Su hermana la princesa, estando en casa de la vecina, tuvo un hijo, y se enteró que su
hermano había llegado de la guerra y estaba enfermo en la cama. Entonces preparó un
gran cesto de flores y entre ellas envolvió a su hijito, poniéndole una carta en la mano
en la que decía dónde ella estaba. Mandó a una muchacha con el cesto diciéndola que
fuese al palacio del príncipe con él, preguntando si querían flores para el mal de
amores, pero que no diese el cesto a nadie como no fuera al mismo príncipe.
Fue la muchacha al palacio, ofreciendo las flores, y no paró hasta que no entró en el
mismo dormitorio del príncipe. Éste, al ver flores tan hermosas, empezó a moverlas y le
gustaban mucho.
La muchacha entonces le dijo:
-Señor, más abajo las hay más bonitas.
Rebuscó el príncipe y enseguida vio al niño con la carta en la mano. La cogió, la leyó y
en seguida salió a casa de su hermana, a quien vio lleno de alegría, preguntándola
cómo había sido salir del toro de oro sin esperarle. Su hermana le contó lo ocurrido, y
el príncipe, furioso, fue a palacio y mandó matar a las criadas. A la buena mujer que
recogió a la princesa se la llevó a palacio, junto con su hermana.
La esposa del príncipe, que no conocía a su cuñada, preguntó que quién era ésta, y la
contestó que era su hermana, que desde entonces viviría con ellos en palacio, y ellos
criarían a su sobrino como a hijo propio, y que como ellos no tenían hijos le harían su
heredero.
Y todos vivieron muchos años muy felices, conservando el toro de oro”.
Pesífae y el Minotauro

Tal como analiza a continuación Álvarez de Miranda, sobre el significado de este relato
extremeño, la alusión a un príncipe que deshonra a la princesa es una argucia narrativa
para desviar el significado primordial del toro, que es “el verdadero agente de la
fecundación de la princesa”, ya que el interés de la misma al solicitar a su padre que le
comprase un toro de oro, puede interpretarse como el deseo por conquistar la
fecundidad.
Las creencias, en la antigüedad, sobre la potencia genésica del toro y el poder
fecundador que podía transmitir, era un dogma que compartieron muchas culturas.
Recordemos a las mujeres egipcias levantando sus faldas ante el toro Apis, cuando salía
en procesión o lo visitaban en su templo de Menfis, y a través de la “Ventana de la
aparición de Apis” le mostraban el sexo, en la esperanza de obtener el don de la
fecundidad; o la Diosa Madre, o Gran Madre, de Anatolia, a la que representaban, con
formas voluminosas, dando a luz un toro que simbolizaba al paredro fecundador de la
diosa.
Artemisa Efesia

Otras semejanzas podemos encontrar en el mito de Pesífae, quien solicita a Dédalo le


fabrique una vaca de madera, revestida con la piel de dicho animal, para introducirse
dentro de ella y conseguir quedar fecundada por el toro, que el dios Poseidón envió al
rey Minos de Creta, de cuyo acto zoofílico dio a luz un hijo con cabeza de toro, “El
Minotauro”.
O qué decir de la diosa “Artemisa Efesia”, la «Señora de Éfeso», de Anatolia en la etapa
helenizante, cuya efigie era representada, escultóricamente, con el pecho enjambrado de
mamelones, que no eran otra cosa que dídimos (testículos) de toro, como remembranza
de una diosa madre, semejante a la frigia Cibeles o la anteriormente citada Gran Madre.
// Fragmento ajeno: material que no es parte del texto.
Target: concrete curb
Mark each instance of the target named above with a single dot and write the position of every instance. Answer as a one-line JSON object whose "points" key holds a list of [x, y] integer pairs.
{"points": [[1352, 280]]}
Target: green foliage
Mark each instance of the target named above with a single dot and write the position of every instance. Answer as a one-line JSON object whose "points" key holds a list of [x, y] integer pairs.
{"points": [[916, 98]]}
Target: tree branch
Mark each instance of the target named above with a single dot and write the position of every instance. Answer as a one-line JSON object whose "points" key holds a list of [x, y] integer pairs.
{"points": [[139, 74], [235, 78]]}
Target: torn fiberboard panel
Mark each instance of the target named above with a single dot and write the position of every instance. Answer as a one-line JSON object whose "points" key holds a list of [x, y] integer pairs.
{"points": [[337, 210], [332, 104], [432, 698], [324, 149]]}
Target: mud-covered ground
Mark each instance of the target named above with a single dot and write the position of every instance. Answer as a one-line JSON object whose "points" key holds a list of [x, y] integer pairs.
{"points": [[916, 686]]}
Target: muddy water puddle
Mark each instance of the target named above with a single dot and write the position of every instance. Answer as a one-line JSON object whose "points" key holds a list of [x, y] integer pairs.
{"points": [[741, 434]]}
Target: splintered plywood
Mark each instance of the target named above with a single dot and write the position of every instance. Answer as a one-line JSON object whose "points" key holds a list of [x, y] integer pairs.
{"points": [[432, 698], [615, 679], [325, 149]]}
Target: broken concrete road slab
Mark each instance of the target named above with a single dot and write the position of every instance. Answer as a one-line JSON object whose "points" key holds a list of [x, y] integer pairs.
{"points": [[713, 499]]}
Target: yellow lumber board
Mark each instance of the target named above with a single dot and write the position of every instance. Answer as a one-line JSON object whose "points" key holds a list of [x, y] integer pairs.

Además del cuento relatado por Álvarez de Miranda, en España hubo una serie
de costumbres relacionadas con la obtención de la fecundidad que proporcionaba el
toro, como fue “el toro de boda”, ya recogido por Alfonso X El Sabio en la Cantiga 144 e
ilustrada con una preciosa miniatura, y cuyas corridas rituales, de las que en otro
artículo nos ocuparemos, están testimoniadas, principalmente, por el norte de
Extremadura (Plasencia, Hervás, Coria etc.), con una serie de variantes como la “danza
de la vaca moza” de Montehermoso, Cáceres, el “toro de las banastas”, de La Rioja, el
“toro de las calderas” de Soria, etc., todos en el fondo unidos por el nexo común del
poder fecundante y genesíaco del toro, cuyas creencias eran compartidas por diversas
culturas circundantes del “Mare Nostrum” y en muchas sociedades de la antigüedad.